J. B. Harkin Father of Canada’s National Parks

The story of J.B. Harkin is just one of the many stories in the new Gateway to the Rockies exhibition being developed by the Whyte Museum of the Canadian Rockies.  We want your input and feedback on this permanent (ten year life) exhibition that we are planning to open at the Whyte Museum of the Canadian Rockies in the spring of 2012. Tell us what you think of this and the other concepts and stories featured here. Let us know how you think we could make this exhibition more interesting. Please keep in mind that this is a draft of the storyline, not the finished product. As the stories develop, information will be updated.

“The Parks shall be made use of in a manner that leaves them unimpaired for future generations.”

J. B. Harkin, 1947. Yousuf Karsh photographer. J. B. Harkin fonds (V84)

In 1911, when he was appointed the first commissioner of Canada’s new Dominion Parks Branch, James Bernard Harkin was handed the formidable task of creating a national parks service, the first national park service in the world.  Over the next 25 years, Harkin not only added to Canada’s parks, he also established a centralized agency to administer them and brought about the passage of Canada’s National Parks Act of 1930 that enshrined principles of conservation. He looked to Yellowstone for inspiration.

To Harkin, the effect of creating Banff as Canada’s first national park and the third national park in the world was significant, for it represented “a new Declaration of Rights—the right of the people to share in the use and enjoyment of the noblest regions in their own land, another great expression of the principle of Conservation—the duty of [a] nation to guard its treasures of art, natural beauty, or natural wonders for generations to come.”

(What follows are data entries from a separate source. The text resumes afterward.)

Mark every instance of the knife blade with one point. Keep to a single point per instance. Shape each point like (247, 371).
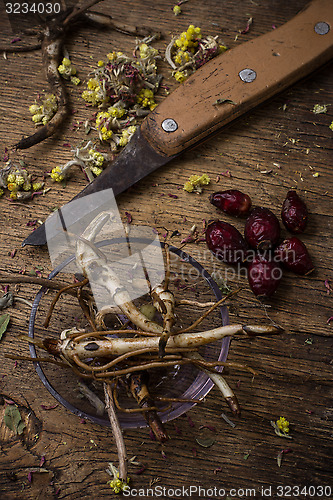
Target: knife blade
(216, 94)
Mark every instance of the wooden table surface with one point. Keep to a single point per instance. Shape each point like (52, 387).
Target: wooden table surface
(279, 146)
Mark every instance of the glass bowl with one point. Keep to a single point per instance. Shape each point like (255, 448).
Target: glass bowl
(189, 280)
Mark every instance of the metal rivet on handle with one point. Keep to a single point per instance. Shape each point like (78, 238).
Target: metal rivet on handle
(247, 75)
(169, 125)
(322, 28)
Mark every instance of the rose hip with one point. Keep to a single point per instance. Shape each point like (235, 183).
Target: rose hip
(294, 213)
(262, 229)
(264, 276)
(232, 202)
(294, 256)
(226, 242)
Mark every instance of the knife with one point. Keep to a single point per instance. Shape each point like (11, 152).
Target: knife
(246, 75)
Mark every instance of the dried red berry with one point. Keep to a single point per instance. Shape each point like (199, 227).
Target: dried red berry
(264, 275)
(232, 202)
(226, 242)
(294, 213)
(262, 229)
(294, 256)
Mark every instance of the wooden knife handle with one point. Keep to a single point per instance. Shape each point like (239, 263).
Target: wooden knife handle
(278, 59)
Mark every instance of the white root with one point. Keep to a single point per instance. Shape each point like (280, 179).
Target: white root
(117, 346)
(164, 301)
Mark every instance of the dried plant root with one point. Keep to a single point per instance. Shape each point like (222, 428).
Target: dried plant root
(52, 50)
(56, 298)
(115, 426)
(221, 384)
(164, 302)
(92, 398)
(139, 390)
(117, 346)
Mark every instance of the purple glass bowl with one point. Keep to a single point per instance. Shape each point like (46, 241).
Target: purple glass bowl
(186, 382)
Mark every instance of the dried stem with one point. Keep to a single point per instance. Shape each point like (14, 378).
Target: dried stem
(199, 320)
(117, 434)
(57, 297)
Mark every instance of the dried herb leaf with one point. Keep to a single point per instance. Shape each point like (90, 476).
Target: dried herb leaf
(205, 442)
(4, 320)
(13, 419)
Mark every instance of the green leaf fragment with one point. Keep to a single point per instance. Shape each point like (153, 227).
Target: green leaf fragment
(4, 320)
(13, 420)
(224, 101)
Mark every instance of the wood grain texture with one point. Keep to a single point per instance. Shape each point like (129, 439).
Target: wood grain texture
(279, 146)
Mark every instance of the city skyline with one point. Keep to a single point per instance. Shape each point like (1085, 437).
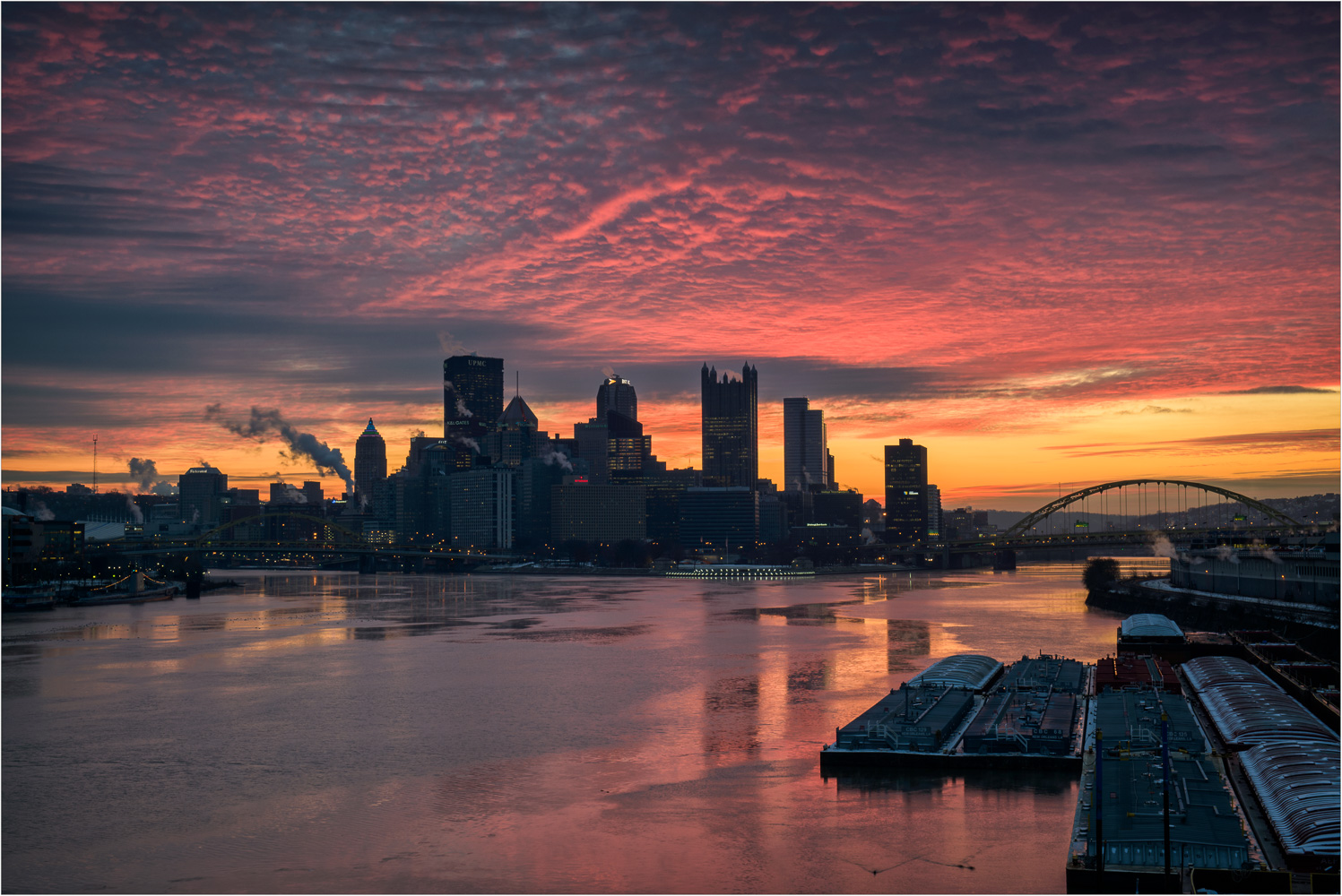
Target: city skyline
(1053, 246)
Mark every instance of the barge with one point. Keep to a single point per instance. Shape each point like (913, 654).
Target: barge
(971, 711)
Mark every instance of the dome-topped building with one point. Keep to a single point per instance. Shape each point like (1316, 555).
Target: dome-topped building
(518, 415)
(369, 463)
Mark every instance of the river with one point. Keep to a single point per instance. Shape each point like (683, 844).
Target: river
(334, 733)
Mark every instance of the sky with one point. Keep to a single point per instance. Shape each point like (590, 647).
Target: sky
(1055, 245)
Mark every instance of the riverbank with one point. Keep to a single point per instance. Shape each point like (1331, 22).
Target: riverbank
(1314, 628)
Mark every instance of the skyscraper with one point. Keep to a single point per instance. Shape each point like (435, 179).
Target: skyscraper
(805, 456)
(731, 428)
(472, 393)
(906, 493)
(202, 493)
(616, 393)
(369, 463)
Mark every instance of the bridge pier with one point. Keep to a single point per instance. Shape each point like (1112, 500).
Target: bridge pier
(195, 574)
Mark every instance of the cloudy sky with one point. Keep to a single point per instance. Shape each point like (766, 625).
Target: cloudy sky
(1055, 245)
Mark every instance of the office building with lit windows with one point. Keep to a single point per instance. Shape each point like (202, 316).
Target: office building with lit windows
(906, 493)
(731, 428)
(616, 393)
(805, 456)
(472, 394)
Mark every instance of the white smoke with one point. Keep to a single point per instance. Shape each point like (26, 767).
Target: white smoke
(1163, 547)
(138, 515)
(262, 424)
(462, 410)
(552, 458)
(143, 472)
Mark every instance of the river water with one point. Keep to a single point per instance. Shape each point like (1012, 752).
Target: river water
(334, 733)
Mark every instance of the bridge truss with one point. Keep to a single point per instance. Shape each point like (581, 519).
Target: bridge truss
(1168, 501)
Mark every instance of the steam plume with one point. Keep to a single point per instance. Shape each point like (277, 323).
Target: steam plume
(143, 472)
(138, 515)
(262, 424)
(552, 458)
(462, 410)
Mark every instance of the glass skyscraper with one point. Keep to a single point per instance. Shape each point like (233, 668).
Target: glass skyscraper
(805, 456)
(472, 393)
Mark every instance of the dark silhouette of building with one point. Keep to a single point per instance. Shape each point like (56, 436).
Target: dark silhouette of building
(628, 451)
(720, 521)
(518, 435)
(369, 463)
(472, 394)
(203, 493)
(906, 493)
(731, 428)
(805, 456)
(616, 393)
(593, 513)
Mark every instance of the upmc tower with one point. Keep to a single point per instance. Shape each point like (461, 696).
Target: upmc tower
(731, 428)
(472, 393)
(906, 493)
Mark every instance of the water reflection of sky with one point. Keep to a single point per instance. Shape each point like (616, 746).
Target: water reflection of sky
(394, 733)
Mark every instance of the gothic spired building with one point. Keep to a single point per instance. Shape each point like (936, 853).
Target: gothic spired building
(731, 428)
(472, 393)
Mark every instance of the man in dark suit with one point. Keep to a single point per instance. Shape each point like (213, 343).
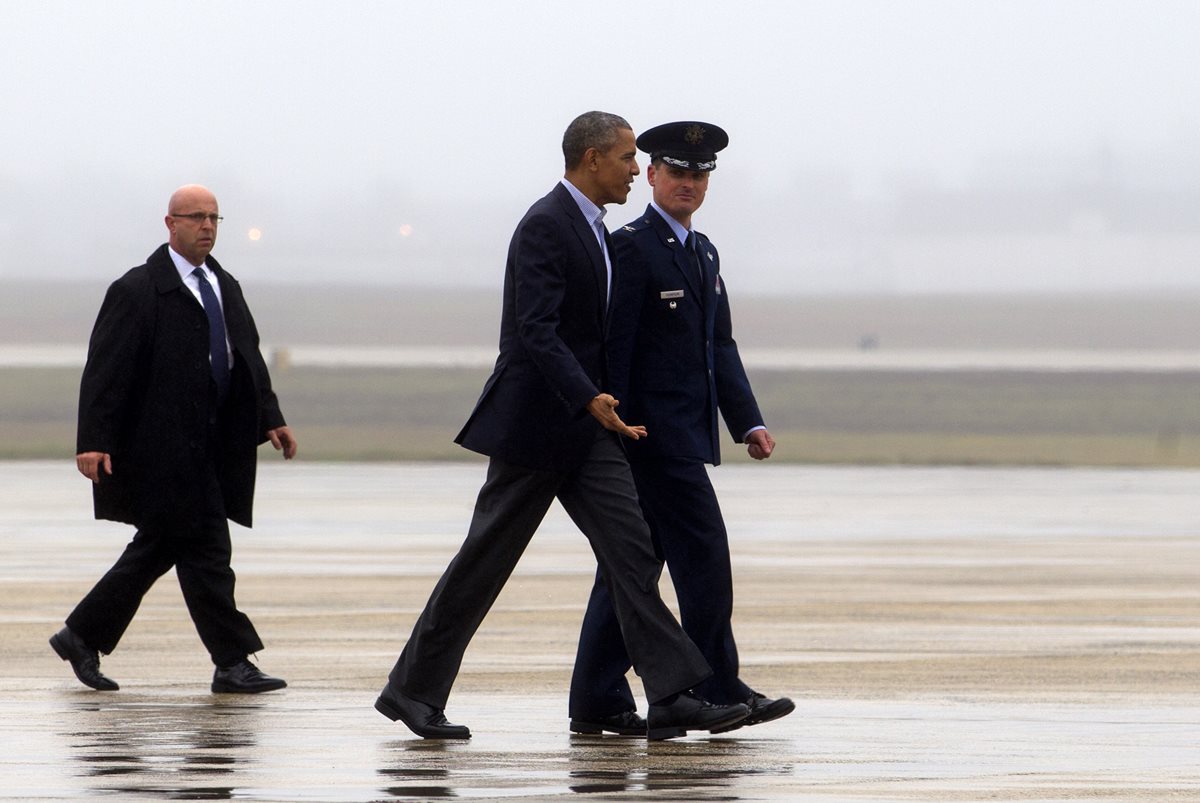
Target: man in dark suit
(675, 365)
(174, 401)
(551, 431)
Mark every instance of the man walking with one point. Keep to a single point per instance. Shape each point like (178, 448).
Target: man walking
(174, 400)
(551, 431)
(675, 365)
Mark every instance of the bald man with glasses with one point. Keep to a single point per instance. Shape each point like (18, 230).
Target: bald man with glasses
(174, 401)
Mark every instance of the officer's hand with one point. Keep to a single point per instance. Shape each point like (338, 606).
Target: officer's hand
(760, 444)
(282, 439)
(604, 409)
(90, 462)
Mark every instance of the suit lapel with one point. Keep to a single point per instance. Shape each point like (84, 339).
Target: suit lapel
(587, 237)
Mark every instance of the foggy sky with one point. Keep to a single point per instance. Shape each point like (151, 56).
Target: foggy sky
(875, 147)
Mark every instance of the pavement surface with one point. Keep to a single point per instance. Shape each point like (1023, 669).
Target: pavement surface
(947, 635)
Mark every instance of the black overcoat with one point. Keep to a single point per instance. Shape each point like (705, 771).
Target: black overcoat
(147, 397)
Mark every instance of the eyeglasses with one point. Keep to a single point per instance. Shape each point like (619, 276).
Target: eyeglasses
(199, 217)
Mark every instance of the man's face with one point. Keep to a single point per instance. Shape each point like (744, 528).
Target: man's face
(616, 169)
(191, 234)
(677, 191)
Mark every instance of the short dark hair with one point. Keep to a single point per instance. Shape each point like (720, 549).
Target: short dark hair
(591, 130)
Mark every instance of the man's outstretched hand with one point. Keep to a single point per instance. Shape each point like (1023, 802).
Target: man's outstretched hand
(604, 409)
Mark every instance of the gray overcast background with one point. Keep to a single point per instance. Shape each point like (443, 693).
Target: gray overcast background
(875, 147)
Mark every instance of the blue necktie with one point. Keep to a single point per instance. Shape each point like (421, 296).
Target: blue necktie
(217, 354)
(694, 257)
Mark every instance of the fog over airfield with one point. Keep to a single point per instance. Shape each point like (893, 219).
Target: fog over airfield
(885, 147)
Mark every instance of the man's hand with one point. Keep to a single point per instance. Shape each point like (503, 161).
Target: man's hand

Throughout his time as a civil servant, Harkin was at the center of the ongoing struggle to balance preservation and use. On one hand, he sold parks for their usefulness to the nation as tourist attractions. On the other, he strove to preserve outstanding areas of natural landscape and species of wildlife. Harkin believed these special places could make us all 'better, happier and healthier.' While overseeing the development of scenic roads and facilities to make the parks accessible to tourists, he established conservation policies that have maintained the parks’ natural beauty to this day. Not only did Harkin shape the future direction of the mountain parks, he also took the national parks beyond the mountains to conserve important ecological areas from coast to coast. Throughout his years as Commissioner he continually readjusted his views to bring his agenda into line with larger forces. The pressing issues confronted by Harkin in 1911 continue to resonate with us today.